Von Thomas Duschlbauer
Die Kondratjew-Zyklen, die aus der Theorie der langen Wellen des sowjetischen Wirtschaftswissenschaftlers Nikolai Kondratjew abgeleitet wurden, basieren auf Basisinnovationen. Sie lösen Konjunkturbewegungen aus, welche rund ein halbes Jahrhundert andauern können. Bis eine solche Basistechnologie allerdings ihre Marktreife erreicht und für eine Fülle von Anwendungen taugt, vergehen ebenfalls oft Jahrzehnte. Das gilt auch für die Digitalisierung, dessen Kondratjew-Zyklus in den 1990er-Jahren startete und heute bereits wieder am Abflauen ist. Ein Meilenstein waren sicherlich die ersten Computer, die Anfang der 1940er-Jahre entwickelt wurden. Genau in diese Zeit fällt auch das Ende des Kondratjew-Zyklus rund um die Elektrizität, die bis dahin in so gut wie alle Bereiche des Alltags ihren Einzug hielt. Mit dem Zusammentreffen dieser historischen Ereignisse bewahrheitet sich auch die These, dass die Basisinnovationen selbst wieder zu Auslösern weiterer Innovationen werden und in der Zeit des Abschwungs bereits an neuen Paradigmen gearbeitet wird.
Innovationen an der Basis
Wichtige Basisinnovationen befeuern allerdings nicht bloß die Entwicklung weiterer Technologien, sie haben auch erhebliche Auswirkungen auf unsere sozialen Praktiken. So hat beispielsweise die Eisenbahn dafür gesorgt, dass ein neuer Begriff von Pünktlichkeit entstand, während das Automobil unsere Einkaufsgewohnheiten veränderte, nachdem entlang der Pendlerrouten in den 1950er-Jahren in den USA die ersten Shopping Malls errichtet wurden. Diesbezüglich ist bei den Basisinnovationen auch zu unterscheiden, ob es sich um Anwendungen handelt, die eher produktbezogen sind, oder ob es sich um Neuerungen handelt, die Fertigungsprozesse oder Dienstleistungen betreffen. Ein Beispiel wären die Verfahren zur Stahlerzeugung, die letztlich nicht nur zu einer Reihe an neuen Produkten führten, sondern im 20. Jahrhundert auch die Kriegsführung radikal änderten.

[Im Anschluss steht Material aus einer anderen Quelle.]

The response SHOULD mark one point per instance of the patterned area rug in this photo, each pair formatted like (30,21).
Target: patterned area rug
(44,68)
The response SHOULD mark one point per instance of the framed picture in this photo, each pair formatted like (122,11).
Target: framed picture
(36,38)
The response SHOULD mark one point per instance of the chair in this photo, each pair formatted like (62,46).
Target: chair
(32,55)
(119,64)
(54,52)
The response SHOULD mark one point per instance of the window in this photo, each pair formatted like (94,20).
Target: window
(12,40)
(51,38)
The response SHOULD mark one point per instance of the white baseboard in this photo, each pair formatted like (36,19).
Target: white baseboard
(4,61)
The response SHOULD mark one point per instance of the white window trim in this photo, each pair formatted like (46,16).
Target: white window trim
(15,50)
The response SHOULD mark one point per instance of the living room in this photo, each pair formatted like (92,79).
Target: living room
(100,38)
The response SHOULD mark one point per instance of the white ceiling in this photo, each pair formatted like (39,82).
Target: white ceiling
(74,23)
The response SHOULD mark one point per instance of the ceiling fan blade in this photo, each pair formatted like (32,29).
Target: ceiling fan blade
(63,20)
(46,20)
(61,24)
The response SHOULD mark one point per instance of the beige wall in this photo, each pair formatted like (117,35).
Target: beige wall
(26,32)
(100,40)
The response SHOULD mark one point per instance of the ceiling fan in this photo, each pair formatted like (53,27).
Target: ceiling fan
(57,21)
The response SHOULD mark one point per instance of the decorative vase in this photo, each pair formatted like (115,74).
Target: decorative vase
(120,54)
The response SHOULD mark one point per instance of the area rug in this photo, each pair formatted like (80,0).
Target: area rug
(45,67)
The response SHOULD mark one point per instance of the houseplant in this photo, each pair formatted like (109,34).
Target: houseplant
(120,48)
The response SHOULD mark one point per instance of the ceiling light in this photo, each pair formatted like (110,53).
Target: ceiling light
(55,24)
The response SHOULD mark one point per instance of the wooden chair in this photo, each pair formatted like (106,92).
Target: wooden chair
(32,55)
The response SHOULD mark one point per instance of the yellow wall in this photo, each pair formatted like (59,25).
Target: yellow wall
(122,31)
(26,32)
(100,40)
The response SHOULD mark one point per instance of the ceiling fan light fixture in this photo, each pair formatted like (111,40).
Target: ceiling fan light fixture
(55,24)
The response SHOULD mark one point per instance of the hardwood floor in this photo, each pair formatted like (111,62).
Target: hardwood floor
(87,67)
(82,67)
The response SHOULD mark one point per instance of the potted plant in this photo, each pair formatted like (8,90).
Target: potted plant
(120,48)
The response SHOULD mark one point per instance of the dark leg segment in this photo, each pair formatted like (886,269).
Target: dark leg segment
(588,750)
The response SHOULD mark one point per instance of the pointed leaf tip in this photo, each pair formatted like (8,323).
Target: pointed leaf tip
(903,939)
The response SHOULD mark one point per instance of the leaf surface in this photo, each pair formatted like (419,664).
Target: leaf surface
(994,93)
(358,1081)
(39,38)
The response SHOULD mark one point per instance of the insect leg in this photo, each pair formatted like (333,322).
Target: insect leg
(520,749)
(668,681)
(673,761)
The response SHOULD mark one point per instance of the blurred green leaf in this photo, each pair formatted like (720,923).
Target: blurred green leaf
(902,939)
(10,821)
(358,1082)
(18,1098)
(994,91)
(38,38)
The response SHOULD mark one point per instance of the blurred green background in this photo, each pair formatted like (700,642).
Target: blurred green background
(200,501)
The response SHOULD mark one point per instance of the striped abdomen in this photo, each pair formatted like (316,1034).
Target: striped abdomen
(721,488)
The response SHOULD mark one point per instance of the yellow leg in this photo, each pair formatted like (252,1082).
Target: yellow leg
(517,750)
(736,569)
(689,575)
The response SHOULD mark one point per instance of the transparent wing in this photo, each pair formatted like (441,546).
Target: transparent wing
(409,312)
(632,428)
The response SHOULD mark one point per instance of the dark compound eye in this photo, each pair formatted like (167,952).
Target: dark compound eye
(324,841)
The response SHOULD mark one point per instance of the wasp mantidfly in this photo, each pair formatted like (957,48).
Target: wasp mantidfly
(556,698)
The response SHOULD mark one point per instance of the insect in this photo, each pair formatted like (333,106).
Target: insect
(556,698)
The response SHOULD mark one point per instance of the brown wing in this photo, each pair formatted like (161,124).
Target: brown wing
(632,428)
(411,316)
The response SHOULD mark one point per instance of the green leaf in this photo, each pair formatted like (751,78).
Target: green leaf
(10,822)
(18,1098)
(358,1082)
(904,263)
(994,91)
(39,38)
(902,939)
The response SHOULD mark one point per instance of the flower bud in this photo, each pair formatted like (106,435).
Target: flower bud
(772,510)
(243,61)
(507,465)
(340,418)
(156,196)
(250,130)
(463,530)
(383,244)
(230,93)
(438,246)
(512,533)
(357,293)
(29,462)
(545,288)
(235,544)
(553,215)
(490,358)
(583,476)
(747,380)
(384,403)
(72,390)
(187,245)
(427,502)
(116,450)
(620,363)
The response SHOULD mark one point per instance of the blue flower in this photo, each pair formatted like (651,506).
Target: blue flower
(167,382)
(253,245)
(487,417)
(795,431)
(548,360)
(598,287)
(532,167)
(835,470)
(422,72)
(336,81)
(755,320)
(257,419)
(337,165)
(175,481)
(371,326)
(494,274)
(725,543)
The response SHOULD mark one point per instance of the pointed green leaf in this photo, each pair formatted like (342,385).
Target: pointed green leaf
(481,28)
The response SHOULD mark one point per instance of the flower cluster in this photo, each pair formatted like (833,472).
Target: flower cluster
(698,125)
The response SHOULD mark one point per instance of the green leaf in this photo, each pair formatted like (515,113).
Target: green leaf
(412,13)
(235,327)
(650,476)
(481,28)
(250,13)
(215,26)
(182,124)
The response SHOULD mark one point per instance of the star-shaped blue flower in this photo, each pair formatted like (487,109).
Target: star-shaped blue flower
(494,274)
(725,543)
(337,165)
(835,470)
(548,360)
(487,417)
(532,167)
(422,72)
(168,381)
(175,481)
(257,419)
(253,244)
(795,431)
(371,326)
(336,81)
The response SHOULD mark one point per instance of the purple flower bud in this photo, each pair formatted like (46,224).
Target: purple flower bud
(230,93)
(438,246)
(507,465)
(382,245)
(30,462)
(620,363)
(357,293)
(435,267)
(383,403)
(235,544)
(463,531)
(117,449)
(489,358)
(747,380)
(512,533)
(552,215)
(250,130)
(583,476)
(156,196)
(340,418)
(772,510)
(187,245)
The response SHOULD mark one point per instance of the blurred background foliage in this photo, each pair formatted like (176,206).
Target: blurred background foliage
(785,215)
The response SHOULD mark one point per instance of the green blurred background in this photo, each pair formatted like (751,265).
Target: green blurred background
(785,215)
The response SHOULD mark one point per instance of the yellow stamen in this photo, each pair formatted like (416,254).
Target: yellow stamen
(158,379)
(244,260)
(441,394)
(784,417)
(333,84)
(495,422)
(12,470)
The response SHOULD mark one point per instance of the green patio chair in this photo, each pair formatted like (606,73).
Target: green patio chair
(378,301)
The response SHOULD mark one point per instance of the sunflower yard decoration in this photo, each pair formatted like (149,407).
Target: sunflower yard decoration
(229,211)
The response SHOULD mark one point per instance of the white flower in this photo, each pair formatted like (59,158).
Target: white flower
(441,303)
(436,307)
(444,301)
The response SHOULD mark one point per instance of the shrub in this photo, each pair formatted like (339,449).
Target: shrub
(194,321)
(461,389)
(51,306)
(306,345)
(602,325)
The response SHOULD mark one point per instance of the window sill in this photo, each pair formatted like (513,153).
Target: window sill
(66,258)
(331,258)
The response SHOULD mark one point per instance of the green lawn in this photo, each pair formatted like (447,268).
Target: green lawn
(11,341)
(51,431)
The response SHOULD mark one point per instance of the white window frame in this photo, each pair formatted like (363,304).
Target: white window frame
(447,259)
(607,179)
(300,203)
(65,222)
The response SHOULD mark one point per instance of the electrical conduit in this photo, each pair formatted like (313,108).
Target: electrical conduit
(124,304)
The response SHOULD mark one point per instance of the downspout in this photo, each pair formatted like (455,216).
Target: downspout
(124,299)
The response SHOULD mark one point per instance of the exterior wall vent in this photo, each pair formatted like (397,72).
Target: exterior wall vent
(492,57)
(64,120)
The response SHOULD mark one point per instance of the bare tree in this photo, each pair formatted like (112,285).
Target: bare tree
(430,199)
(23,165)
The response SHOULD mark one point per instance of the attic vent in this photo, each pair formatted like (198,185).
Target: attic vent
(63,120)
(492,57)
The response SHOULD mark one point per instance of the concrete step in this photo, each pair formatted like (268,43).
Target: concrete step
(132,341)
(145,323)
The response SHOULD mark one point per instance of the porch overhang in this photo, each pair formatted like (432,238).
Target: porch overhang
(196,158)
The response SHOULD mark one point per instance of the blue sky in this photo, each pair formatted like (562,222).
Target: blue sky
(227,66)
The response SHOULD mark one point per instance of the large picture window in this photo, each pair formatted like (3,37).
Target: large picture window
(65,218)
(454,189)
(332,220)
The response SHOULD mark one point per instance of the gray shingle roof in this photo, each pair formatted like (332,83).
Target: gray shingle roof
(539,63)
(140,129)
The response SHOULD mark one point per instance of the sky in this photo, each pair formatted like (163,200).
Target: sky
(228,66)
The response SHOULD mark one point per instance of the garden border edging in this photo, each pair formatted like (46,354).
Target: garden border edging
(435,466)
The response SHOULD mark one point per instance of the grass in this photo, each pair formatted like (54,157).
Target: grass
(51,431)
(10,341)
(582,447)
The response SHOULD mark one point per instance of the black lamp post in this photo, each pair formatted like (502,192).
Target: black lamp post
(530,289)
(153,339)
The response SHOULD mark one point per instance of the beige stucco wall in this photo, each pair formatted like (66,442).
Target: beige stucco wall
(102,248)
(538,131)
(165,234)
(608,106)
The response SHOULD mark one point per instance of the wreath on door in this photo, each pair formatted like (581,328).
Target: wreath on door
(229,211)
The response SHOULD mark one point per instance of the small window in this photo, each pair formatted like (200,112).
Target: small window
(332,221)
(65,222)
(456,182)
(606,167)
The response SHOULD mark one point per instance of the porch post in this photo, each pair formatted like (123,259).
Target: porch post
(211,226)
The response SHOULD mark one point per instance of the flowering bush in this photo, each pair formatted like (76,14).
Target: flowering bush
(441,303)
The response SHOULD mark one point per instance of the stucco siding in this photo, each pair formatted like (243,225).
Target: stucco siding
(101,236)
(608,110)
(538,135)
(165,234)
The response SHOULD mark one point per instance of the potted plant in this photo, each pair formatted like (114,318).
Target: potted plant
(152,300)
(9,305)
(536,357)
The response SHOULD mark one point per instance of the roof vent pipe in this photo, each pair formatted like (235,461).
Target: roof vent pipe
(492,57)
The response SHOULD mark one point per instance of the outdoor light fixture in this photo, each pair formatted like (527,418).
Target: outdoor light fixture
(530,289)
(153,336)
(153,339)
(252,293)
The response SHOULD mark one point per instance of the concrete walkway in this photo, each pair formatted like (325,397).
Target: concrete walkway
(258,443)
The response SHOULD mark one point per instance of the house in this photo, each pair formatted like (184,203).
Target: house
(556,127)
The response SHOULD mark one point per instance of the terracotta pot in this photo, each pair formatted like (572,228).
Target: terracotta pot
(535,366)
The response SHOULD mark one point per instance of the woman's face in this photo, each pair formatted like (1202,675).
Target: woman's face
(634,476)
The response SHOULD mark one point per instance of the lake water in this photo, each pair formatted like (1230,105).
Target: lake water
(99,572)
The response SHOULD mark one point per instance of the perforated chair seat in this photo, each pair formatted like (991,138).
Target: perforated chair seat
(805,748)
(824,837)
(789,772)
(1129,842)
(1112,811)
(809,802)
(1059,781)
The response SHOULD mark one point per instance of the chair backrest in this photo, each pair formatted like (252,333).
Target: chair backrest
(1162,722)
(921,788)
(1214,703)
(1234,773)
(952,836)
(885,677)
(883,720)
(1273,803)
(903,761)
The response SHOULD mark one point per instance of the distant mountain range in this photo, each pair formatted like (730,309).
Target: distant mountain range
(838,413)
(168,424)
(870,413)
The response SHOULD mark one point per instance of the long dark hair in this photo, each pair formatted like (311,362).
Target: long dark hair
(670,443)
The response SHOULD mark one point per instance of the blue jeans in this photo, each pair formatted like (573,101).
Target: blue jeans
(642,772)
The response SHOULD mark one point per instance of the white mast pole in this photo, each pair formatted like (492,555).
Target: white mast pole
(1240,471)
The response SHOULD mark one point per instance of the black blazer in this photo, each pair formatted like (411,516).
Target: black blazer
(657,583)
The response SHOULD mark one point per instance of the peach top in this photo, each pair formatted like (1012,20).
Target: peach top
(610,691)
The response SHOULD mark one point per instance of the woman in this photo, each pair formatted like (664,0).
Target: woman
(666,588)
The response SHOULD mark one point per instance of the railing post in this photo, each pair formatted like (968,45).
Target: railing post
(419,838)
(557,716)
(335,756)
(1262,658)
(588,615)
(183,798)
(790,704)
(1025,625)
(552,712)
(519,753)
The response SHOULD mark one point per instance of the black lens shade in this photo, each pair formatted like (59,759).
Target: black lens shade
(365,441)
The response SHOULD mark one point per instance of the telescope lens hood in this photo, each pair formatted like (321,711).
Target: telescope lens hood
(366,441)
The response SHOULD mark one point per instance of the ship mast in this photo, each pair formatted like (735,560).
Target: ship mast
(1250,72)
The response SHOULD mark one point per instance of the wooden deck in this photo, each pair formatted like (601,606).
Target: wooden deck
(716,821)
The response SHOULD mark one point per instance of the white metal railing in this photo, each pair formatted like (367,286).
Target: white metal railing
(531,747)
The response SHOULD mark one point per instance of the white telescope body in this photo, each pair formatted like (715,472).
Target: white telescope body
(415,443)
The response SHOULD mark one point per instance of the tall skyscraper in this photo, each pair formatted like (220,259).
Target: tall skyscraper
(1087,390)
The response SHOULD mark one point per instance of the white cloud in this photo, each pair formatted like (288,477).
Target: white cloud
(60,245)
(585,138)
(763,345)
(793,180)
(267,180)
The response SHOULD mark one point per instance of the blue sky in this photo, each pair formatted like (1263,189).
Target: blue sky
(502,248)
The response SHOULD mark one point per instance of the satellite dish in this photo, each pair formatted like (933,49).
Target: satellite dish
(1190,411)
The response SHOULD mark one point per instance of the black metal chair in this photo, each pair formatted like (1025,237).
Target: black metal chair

Ausnahmefall Digitalisierung
Eine wirkliche Besonderheit unter den Basisinnovationen der Kondratjew-Zyklen stellt die Digitalisierung dar. Denn keine bisherige Basisinnovation war in der Lage, so rasch so viele soziale Praktiken so tiefgehend und radikal zu verändern. Vergleichbar ist die Digitalisierung lediglich mit dem Einzug des elektrischen Stromes in unser Alltagsleben. Allerdings erfolgte damals die gesellschaftliche Diffusion langsamer, als dies während der letzten Jahrzehnte im Rahmen der Digitalisierung geschah. Strom galt anfänglich noch als gefährlich, und dessen Handhabung erwies sich als komplex, was auch ein Grund dafür war, dass sich im 20. Jahrhundert das Elektroauto trotz anfänglicher Erfolge gegenüber den Verbrennern nicht durchsetzen konnte.
Die Zugkraft der Narrative
Der Grund für die rasche gesellschaftliche Diffusion lag unter anderem auch darin, dass mit Narrativen an die Erfolgsgeschichten anderer Basisinnovationen, welche einen Kondratjew-Zyklus auslösten, gezielt angeknüpft werden konnte. So tauchte in den 1990er-Jahren hinsichtlich des Internets in den USA die Bezeichnung „New Frontier“ auf, welche an die damalige Expansion nach Westen – auch durch den Ausbau der Eisenbahnverbindungen – erinnern sollte. Angesichts der damals damit verbundenen Ausrottung der Ureinwohner Nordamerikas wäre die Bemühung eines solchen Narrativs heute politisch sicher nicht politisch korrekt. Sie schuf in den 1990er-Jahren jedoch eine Aufbruchsstimmung und schließlich auch die Infrastruktur bzw. die Basis, auf der sich die heutigen Tech-Giganten überhaupt erst etablieren konnten.
Darüber hinaus wurden hinsichtlich der Anwendungen auch Analogien mit den Techniken der elektronischen Kommunikation gezogen. So wurde etwa an die Vision Bertolt Brechts angeknüpft, der forderte, dass das Radio von einem Distributionsapparat zu einem Kommunikationsapparat werden sollte, wodurch jeder mit jedem frei kommunizieren könne. Eine ähnlich positive Vorstellung verfolgt auch das Narrativ einer digitalen Basisdemokratie wie auch jenes der sogenannten Sharing Society. Gemeinsam ist solchen Erzählungen, dass sie sich am Kern der digitalen Technologie – dem Prozessor – orientieren. Es geht bei der Digitalisierung also darum, auch soziale Praktiken neu zu gestalten, sie schneller, effizienter, transparenter oder gerechter werden zu lassen.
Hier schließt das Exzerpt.